Music pioneer reflects on his time as a Highlander
August 30, 2013
By Christina Corrales-Toy
When Harley Brumbaugh snaps his fingers to the beat of a song, it has the authoritative click of a seasoned music instructor leading his students to success.
It’s the exact same snap countless Renton School District students heard as Brumbaugh led music programs at McKnight Middle School, and established one at Hazen High School in the 1960s.
Today, Hazen High School is home to one of the best vocal music programs in the state, but none of it would have happened if it weren’t for Brumbaugh, the man tasked with creating a music department at what was a brand new school in 1968.
“I had to order all of the new things, manage the budget and set up schedules, but we possessed this sort of pioneer spirit through it all,” he said of his first year at Hazen.
Sitting in the North Bend home he shares with his wife Cathy, Brumbaugh reflected on his time as a Highlander.
It wasn’t difficult to get the Hazen music program started, Brumbaugh said, since many of his pupils from McKnight continued to participate as they entered high school.

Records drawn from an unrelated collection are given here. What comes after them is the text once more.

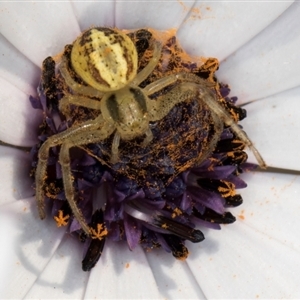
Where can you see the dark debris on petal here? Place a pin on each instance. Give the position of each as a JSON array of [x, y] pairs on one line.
[[158, 196]]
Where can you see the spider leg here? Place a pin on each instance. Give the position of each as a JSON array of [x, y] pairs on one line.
[[141, 76], [67, 100], [88, 132], [79, 139]]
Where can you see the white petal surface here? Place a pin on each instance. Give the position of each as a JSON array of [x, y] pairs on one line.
[[157, 14], [69, 281], [32, 243], [122, 274], [273, 124], [273, 208], [218, 28], [15, 183], [44, 28], [17, 69], [19, 121], [99, 13], [249, 259], [269, 63]]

Right away, Hazen had a large pool of students interested in joining the vocal groups. Some football players even dropped the sport to be in the choir, with a little coaxing from Brumbaugh, of course.
“I’d say to them, ‘You’re too chicken. It takes a man to stand up and sing. Anybody can take a ball and run down the field with the thing,’” he said, though he was an athlete himself when he was a student at Mount Si High School.

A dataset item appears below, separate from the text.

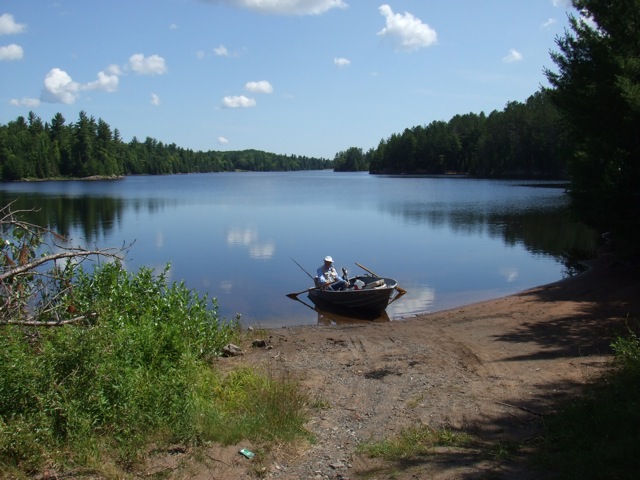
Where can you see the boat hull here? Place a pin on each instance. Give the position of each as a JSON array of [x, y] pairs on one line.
[[367, 299]]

The school’s vocal groups found success quite early, when the Hazen Studio Singers were rated No. 1 in the state just a year after the school opened. The recognition earned them the opportunity to exclusively perform at the Washington Music Educators Convention in Yakima.
“We had only been together for maybe three months because there was hardly any place for them to practice,” Brumbaugh said.
Despite the rising music programs, Brumbaugh remembered having to play second fiddle to Renton High School in the community and the press.
“You know the saying, ‘Yes, Virginia, there is a Santa Claus?’ As a spinoff, I would say, ‘Yes, Virginia, there is a Hazen high School,’” he said.
To unite the Highlander community as the school opened, Brumbaugh decided to take the initiative to pen the school’s alma mater, “Green, Gold and Blue.” It is now an important part of the Hazen culture, sung at the end of every graduation.
Brumbaugh said he wrote the alma mater ensuring that it had a timeless element, making it sound just as good today as it did 40 years ago.
“No one asked me to do it, but I was just sitting at the piano one day, and I thought, this might help bring the group together,” he said. “The kids really seem to enjoy it.”
Brumbaugh spent only two years at Hazen before he was recruited by Bellevue Community College to start its own music program, but the school still holds a special place in his heart. It’s where he conducted his final formal concert in 2008.
“The beauty of music is that everything else sort of teaches you how to think,” he said. “But in the arts, it teaches you how to feel and how to express that.”
Hazen alma mater
‘Green, Gold and Blue,’ by Harley Brumbaugh
The greenwoods scent the dewy air where golden treasures lie,
Beneath the bonnie, bonnie blue in the land of Hazen High.
Whene’re a’roving far from thee to seek our fortunes due,
These golden hours the dearer be with the touch of green and blue.
So let there be no last farewell among the Highland Clan,
For Highland hearts will always dwell in the brotherhood of man.
So on our lips we seal our vow to be true to green, gold and blue.